O exemplo dos exemplos de uma vida com letra maiúscula é Cristo. Ele não apenas é o exemplo, é a própria Vida.

O único que viveu como Ele viveu. O único que falou como Ele falou. O único que morreu como e porque Ele morreu. O único que ressuscitou como Ele ressuscitou. O único que disse voltaria e enquanto não voltasse estaria connosco na lide de construir o reino dos céus.

 

Como professor há mais de vinte anos considero que é urgente trazer Cristo para dentro da escola, porque nenhum outro pode ensinar as nossas crianças, adolescentes e jovens a viver como Ele. Assim como é urgente trazê-lo para dentro das famílias portuguesas. Mas para isso é necessário deixá-lo entrar na nossa própria vida.

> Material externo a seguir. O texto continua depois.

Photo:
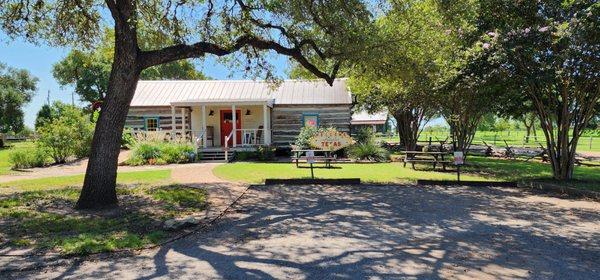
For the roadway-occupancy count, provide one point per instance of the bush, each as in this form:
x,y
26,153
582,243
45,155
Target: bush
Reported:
x,y
364,135
303,139
28,159
67,135
264,153
368,151
156,152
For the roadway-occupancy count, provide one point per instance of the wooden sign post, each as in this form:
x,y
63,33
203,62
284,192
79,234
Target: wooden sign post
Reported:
x,y
310,158
459,160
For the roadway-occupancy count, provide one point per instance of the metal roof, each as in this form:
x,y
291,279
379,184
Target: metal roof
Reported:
x,y
363,117
164,93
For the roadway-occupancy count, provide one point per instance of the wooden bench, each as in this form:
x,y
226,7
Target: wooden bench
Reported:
x,y
434,158
327,158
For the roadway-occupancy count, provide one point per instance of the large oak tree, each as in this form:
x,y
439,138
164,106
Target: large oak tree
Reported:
x,y
243,31
550,52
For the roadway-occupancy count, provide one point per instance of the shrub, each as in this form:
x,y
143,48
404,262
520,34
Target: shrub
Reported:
x,y
128,139
156,152
28,159
264,153
67,135
368,151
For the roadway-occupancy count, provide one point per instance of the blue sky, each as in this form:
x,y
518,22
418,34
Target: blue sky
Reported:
x,y
38,60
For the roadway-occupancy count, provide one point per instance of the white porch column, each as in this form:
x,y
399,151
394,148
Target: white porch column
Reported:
x,y
234,118
266,125
183,123
172,122
204,126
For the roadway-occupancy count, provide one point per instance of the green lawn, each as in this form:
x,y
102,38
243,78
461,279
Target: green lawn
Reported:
x,y
45,220
519,170
254,172
479,168
12,146
151,176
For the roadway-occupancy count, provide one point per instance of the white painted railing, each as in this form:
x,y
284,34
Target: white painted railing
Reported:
x,y
252,137
226,145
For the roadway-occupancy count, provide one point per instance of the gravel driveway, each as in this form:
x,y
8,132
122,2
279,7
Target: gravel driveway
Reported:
x,y
325,232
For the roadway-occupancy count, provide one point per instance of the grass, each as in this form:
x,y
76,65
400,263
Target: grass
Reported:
x,y
519,170
44,219
254,172
5,165
152,176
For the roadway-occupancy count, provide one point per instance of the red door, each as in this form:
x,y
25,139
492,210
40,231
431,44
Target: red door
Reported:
x,y
227,126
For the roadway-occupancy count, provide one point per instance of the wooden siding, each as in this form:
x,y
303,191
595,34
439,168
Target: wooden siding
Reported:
x,y
136,115
287,120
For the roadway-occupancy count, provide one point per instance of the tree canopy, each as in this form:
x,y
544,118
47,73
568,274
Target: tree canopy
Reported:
x,y
319,35
17,87
550,52
89,70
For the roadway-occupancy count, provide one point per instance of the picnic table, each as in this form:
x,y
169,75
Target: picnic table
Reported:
x,y
434,158
327,157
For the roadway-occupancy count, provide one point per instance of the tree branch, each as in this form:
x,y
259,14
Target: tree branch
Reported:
x,y
184,51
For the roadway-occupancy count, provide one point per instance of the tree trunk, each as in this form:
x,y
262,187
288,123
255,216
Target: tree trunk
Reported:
x,y
409,125
99,186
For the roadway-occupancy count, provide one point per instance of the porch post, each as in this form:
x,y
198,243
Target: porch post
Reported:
x,y
204,126
234,117
266,125
172,122
183,122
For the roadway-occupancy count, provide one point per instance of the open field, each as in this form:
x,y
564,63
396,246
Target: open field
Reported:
x,y
153,176
513,138
256,172
5,165
45,220
479,168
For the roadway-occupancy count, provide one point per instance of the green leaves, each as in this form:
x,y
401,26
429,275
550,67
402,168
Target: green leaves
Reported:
x,y
17,87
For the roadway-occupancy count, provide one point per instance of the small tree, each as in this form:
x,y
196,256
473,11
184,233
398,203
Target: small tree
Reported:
x,y
66,135
310,32
17,87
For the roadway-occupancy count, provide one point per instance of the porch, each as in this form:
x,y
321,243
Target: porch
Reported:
x,y
219,124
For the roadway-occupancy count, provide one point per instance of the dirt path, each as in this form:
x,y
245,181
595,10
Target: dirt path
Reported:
x,y
379,232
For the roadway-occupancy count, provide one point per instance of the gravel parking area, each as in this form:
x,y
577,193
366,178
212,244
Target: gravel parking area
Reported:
x,y
379,232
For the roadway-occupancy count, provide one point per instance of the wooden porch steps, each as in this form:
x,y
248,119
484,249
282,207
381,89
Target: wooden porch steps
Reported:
x,y
215,155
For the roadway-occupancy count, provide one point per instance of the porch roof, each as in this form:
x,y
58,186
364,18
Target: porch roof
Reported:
x,y
288,92
223,102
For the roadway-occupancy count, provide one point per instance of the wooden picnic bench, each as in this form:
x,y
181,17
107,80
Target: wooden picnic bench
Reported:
x,y
434,158
326,158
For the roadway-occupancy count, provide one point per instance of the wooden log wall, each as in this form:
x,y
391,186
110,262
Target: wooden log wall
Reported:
x,y
136,115
287,120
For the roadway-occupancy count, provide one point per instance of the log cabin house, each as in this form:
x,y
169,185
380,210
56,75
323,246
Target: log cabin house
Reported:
x,y
211,112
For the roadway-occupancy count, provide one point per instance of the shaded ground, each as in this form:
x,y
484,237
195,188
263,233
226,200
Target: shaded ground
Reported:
x,y
320,232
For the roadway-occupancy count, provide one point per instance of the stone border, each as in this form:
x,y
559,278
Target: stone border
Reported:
x,y
544,187
344,181
468,183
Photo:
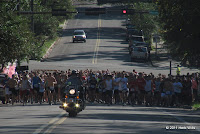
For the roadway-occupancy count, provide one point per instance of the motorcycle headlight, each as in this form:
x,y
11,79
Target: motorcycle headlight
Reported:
x,y
72,91
64,104
77,105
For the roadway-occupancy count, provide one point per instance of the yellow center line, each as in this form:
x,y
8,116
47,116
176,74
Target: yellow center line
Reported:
x,y
94,60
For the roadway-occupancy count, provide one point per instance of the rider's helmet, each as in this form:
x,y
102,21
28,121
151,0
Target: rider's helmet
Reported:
x,y
74,72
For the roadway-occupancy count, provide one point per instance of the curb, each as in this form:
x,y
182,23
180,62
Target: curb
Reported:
x,y
55,42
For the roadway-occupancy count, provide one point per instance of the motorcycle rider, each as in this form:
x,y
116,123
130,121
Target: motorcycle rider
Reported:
x,y
75,80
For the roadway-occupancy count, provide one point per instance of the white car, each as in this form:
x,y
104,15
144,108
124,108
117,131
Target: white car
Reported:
x,y
140,53
79,35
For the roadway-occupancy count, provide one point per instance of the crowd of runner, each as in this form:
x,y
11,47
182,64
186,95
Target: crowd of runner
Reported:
x,y
123,88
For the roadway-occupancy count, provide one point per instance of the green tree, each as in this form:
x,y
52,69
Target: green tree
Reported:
x,y
15,35
144,21
180,23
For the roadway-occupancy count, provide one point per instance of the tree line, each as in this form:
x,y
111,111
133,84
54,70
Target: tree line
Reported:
x,y
19,40
178,24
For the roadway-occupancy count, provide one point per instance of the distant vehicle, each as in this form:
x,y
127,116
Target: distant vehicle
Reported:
x,y
79,35
141,44
130,26
2,90
135,39
130,32
140,53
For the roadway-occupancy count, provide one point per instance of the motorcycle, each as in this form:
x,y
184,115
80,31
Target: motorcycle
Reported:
x,y
73,103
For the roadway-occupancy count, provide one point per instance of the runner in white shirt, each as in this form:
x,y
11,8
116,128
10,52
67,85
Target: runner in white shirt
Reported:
x,y
116,89
148,91
109,88
177,91
123,88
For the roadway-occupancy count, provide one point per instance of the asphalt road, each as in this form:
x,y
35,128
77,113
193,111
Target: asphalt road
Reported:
x,y
105,48
97,118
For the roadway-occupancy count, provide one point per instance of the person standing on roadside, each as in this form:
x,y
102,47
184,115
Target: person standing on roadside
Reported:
x,y
148,91
12,83
25,85
42,89
177,91
51,81
178,70
194,87
141,88
36,85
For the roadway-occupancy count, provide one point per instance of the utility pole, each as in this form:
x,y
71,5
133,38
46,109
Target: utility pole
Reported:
x,y
32,17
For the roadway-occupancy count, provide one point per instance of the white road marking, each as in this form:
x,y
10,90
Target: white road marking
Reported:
x,y
37,131
180,119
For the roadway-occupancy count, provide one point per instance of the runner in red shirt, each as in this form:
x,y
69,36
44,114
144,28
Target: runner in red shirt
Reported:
x,y
141,92
133,88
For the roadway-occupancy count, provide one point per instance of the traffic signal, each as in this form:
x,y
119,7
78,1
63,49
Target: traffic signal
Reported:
x,y
128,11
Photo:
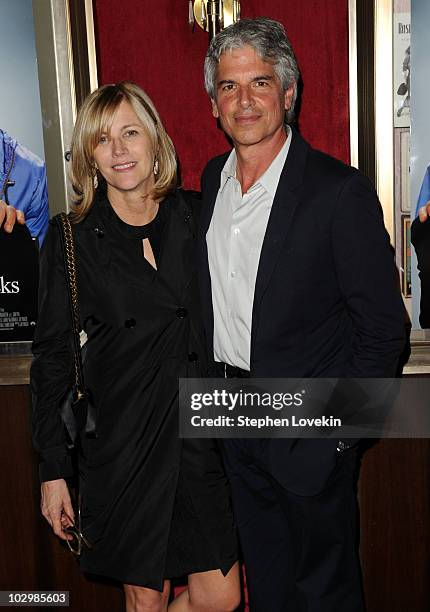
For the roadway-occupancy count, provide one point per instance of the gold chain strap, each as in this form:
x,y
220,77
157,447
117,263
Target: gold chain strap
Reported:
x,y
69,253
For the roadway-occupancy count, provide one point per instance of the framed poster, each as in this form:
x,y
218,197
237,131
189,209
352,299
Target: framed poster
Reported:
x,y
52,67
383,143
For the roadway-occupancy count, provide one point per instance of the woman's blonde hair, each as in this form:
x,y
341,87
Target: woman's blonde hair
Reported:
x,y
95,117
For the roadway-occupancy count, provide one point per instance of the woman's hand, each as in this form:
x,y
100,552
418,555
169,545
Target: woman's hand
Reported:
x,y
56,506
9,215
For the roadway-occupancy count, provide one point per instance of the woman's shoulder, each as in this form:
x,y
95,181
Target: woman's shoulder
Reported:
x,y
191,199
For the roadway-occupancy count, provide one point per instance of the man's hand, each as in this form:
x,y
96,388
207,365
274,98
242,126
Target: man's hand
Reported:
x,y
9,216
57,507
424,212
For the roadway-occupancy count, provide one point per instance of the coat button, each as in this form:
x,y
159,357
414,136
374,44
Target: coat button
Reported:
x,y
99,233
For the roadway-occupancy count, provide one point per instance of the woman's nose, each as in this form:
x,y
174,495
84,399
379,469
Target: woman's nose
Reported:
x,y
118,146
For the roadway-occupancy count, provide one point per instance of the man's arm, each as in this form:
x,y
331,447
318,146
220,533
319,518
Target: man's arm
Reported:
x,y
9,216
368,281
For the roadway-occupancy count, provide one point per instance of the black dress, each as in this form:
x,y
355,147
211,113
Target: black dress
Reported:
x,y
153,506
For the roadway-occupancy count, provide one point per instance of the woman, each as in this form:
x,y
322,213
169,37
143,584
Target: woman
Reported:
x,y
153,506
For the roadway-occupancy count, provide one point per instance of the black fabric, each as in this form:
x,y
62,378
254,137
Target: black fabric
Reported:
x,y
326,301
326,304
300,551
142,325
420,238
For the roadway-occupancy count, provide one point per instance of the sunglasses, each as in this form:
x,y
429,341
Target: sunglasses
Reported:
x,y
78,541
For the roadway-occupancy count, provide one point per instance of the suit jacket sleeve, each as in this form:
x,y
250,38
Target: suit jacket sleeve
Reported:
x,y
52,367
420,238
368,281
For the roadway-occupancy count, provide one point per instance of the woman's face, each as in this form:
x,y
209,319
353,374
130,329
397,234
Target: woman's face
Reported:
x,y
125,156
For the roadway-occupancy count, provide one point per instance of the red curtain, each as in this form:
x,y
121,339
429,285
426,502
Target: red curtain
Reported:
x,y
150,42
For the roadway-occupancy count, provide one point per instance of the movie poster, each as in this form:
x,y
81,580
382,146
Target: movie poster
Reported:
x,y
22,171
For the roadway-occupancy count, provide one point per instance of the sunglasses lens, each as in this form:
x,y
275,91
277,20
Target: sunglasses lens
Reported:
x,y
74,543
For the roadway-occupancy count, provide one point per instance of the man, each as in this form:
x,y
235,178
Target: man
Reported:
x,y
22,187
297,280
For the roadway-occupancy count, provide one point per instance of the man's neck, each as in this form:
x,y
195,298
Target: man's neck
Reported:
x,y
253,161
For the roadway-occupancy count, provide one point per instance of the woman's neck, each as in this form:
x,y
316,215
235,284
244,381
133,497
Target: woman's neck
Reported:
x,y
132,208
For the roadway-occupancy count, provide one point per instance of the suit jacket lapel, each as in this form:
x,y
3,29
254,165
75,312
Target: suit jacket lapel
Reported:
x,y
210,187
281,216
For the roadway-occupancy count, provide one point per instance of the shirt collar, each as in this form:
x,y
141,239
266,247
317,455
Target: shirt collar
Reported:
x,y
270,179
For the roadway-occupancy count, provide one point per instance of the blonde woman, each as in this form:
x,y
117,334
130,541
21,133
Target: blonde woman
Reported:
x,y
153,506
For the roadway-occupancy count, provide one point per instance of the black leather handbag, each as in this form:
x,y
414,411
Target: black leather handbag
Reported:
x,y
77,409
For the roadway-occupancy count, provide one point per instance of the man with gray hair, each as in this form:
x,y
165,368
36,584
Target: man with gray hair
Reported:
x,y
297,280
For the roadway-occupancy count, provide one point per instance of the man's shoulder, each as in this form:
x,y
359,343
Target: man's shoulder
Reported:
x,y
215,165
327,165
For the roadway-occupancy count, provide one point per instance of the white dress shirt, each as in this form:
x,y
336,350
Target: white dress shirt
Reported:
x,y
234,240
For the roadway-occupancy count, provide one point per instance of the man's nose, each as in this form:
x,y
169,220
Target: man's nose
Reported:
x,y
245,97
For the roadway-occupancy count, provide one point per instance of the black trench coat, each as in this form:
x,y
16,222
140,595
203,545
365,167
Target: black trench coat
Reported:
x,y
143,333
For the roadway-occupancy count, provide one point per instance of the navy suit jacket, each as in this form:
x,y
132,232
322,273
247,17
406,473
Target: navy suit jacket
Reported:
x,y
326,300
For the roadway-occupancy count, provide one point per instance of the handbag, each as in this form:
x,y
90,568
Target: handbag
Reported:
x,y
77,410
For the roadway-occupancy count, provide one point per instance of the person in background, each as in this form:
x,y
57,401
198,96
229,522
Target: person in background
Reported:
x,y
22,187
420,238
153,506
297,280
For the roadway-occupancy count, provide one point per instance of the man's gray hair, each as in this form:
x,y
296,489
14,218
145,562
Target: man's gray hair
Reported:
x,y
270,41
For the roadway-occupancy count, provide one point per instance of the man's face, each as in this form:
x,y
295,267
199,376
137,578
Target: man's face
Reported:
x,y
250,102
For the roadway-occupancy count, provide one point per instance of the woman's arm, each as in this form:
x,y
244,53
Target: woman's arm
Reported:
x,y
52,368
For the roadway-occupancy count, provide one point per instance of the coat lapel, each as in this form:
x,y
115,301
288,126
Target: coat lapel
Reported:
x,y
178,260
281,216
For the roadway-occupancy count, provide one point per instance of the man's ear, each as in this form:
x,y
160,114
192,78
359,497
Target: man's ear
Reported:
x,y
215,112
288,96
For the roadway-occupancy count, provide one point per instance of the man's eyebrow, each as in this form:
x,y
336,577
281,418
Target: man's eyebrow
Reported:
x,y
263,77
225,82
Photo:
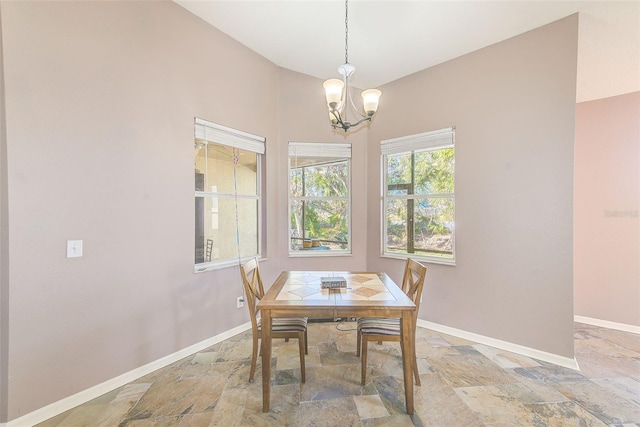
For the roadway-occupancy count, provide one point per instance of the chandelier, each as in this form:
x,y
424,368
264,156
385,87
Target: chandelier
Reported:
x,y
339,95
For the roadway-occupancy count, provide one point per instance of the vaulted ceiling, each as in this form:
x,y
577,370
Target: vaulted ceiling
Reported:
x,y
392,39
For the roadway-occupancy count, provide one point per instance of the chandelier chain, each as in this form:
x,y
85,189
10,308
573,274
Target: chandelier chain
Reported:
x,y
346,31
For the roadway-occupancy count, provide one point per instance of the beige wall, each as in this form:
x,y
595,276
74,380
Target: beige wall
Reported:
x,y
4,247
100,99
607,200
301,103
513,108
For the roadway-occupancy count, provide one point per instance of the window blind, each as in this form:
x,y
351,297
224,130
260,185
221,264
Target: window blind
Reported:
x,y
319,149
214,133
443,138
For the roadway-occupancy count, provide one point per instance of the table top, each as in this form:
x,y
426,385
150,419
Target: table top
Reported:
x,y
365,291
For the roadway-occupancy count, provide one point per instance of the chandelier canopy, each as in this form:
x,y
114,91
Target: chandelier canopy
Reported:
x,y
338,91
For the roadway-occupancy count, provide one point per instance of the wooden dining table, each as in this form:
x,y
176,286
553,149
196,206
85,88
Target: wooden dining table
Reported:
x,y
367,294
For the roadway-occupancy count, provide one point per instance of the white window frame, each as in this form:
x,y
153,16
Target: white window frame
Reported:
x,y
431,141
319,149
218,134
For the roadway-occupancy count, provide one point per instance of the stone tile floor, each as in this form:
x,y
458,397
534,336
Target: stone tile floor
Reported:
x,y
463,384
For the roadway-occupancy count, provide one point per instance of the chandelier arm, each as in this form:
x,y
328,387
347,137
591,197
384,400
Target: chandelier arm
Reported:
x,y
355,108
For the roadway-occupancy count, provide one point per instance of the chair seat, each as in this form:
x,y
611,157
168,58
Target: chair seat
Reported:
x,y
379,325
279,324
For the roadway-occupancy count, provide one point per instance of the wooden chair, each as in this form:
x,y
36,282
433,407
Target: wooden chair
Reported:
x,y
290,327
382,329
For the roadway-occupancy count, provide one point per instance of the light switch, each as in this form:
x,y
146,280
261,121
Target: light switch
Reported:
x,y
74,248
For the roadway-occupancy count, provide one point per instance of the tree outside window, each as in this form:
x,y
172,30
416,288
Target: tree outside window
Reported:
x,y
319,203
419,196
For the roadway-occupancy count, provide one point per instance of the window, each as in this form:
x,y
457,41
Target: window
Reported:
x,y
227,195
419,197
319,202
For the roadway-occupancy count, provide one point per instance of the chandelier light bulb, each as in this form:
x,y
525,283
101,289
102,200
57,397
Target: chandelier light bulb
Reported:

Quando os manuais de ensino encerram as teorias, os pensamentos, as obras dos cientistas, filósofos e artistas de todos os tempos, é preciso resgatar a pessoa de Jesus Cristo, o Mestre dos mestres, do esquecimento. Quando a violência, a droga, o álcool, o suicídio, a promiscuidade sexual, a gravidez adolescente, as mães solteiras, continuam a crescer, torna-se evidente que só uma mudança por dentro pode trazer uma nova visão do que é a vida.

Uma educação assente nos pressupostos que a vida surgiu do nada por mero acaso, acidente ou fatalidade e que a morte e o nada são o que nos esperam, não pode trazer outra coisa senão o que vemos diante de nós. Uma educação que esbarra e cede perante a desculpabilização, que nada mais tem para oferecer do que um labor e um esforço que acaba na morte, que não conhece uma justiça maior do que a que se perde nos meandros do relativismo, que não consegue transmitir absolutos universais e imutáveis a partir de um modelo concreto e histórico, resulta numa geração deprimida que nenhum hedonismo conseguirá manter preso à vida, porque o prazer também se esgota e frustra.

Precisamos de uma educação que contenha mais do que mera informação técnica, científica e artística. Educar para a vida sobre a existência e essência humanas, os valores morais e espirituais, o sentido e o propósito, os realcionamentos connosco mesmos, com os outros e  com Deus. Não há uma educação que se preze que menospreze a dimensão espiritual e moral. Toda e qualquer ética que seja apenas o resultado da opinião de um grupo social acabará por soçobrar. Não há nenhuma razão especial para que a opinião de A seja preferível à opinião de B.

À escola falta cada vez mais um conjunto de elementos estruturantes da existência e essência humanas, como a seguir se enunciam:

 

·                             O homem não é resultado do acaso, não é um acidente do naturalismo.

·                             A dignidade do homem só existe, só subsiste e só se recupera em Deus.

·                             Há um sentido e propósito para o homem que está em Deus.

·                             O ser antes do fazer e do ter deve ser contemplado na formação integral da pessoa humana.

·                             O pluralismo das escolhas e das opções não anula a existência de verdades absolutas, eternas, universais e imutáveis.

·                             O relativismo dos pontos de vista humanos sobre Deus exige a revelação do próprio que necessariamente será absoluta intemporal.

·                             O cepticismo reinante tem as suas raízes na incapacidade do homem de por si só dar resposta à sua essência e existência.

·                             A indiferença é a consequência final de um estilo de vida do qual Deus e a eternidade foram riscados.